The formula appears to be working extremely well. Since opening the therapy suite, MLH has experienced decreased lengths of stay and fewer rehospitalizations, according to Dickson.
And the response from patients and family members goes well beyond numbers.
"People come up to me and say, ‘I don't think that my dad would be alive right now; you guys gave him something to work towards and he knew that he could get back home,' " says Novotny.
The success of the therapy suite has MLH already planning its next rehabilitative initiative, as the organization continues to pace culture change and improvements to patient care.
Eventually, the premise established in Bramlage House will be taken outdoors, says Dickson.
"The therapy suite contains things that people encounter day to day within a home, but we want to take it outside where people can walk on multiple surfaces, go fishing, and garden," he says. "That's where we want to see this go in the future."
In providing an outdoor rehabilitative setting, patients will be able to not only improve basic functioning, but can return to some of their favorite activities, which in turn will fuel their desire to get better, says Novotny.
"If someone enjoyed mowing the lawn, we will have a garden tractor there and part of our therapy program will be in helping that person climb back on the garden tractor to mow the lawn again," he says. "Or if someone liked to tinker around with small engine repair, we'll get a little engine and that will be part of our therapy program.

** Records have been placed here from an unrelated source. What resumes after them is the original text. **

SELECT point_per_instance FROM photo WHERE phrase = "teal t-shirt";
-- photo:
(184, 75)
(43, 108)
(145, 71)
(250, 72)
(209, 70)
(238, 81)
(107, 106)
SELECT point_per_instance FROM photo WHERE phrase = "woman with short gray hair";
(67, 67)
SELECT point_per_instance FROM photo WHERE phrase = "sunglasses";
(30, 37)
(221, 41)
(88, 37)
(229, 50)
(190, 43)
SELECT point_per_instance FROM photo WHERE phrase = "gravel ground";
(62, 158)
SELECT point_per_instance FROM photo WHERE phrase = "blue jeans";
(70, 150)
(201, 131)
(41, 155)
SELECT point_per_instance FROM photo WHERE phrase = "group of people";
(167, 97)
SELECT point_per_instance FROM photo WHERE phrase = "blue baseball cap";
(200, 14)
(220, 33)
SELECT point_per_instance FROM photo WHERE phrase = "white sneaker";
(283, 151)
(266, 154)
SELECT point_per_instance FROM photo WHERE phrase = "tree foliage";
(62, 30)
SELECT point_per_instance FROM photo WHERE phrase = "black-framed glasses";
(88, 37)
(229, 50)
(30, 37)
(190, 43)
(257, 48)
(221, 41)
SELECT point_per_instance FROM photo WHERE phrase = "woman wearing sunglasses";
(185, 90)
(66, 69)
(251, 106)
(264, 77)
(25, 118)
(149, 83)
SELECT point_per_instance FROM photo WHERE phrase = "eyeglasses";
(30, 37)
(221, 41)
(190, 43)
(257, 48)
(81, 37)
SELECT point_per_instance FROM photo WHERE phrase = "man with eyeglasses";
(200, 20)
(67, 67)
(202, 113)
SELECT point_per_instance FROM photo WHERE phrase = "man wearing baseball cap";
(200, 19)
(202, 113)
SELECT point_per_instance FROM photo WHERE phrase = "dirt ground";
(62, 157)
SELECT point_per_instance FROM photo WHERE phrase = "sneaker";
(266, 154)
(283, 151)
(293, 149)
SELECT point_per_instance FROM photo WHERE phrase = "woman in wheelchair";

Or if someone is a sculptor or a painter-anything that has to do with a pastime-if we can channel that as our equipment that we use, the therapy will function better because patients will be motivated and focused on being able to do what they enjoy."
That goal will resonate much more strongly with patients than a constant reminder from staff of the eventual need for independent function at home. Consequently, as has been the case with the therapy suite, care will improve, lengths of stay and rehospitalizations will decrease, and the culture change movement will continue to see steady and significant progress for the benefit of patients and the industry.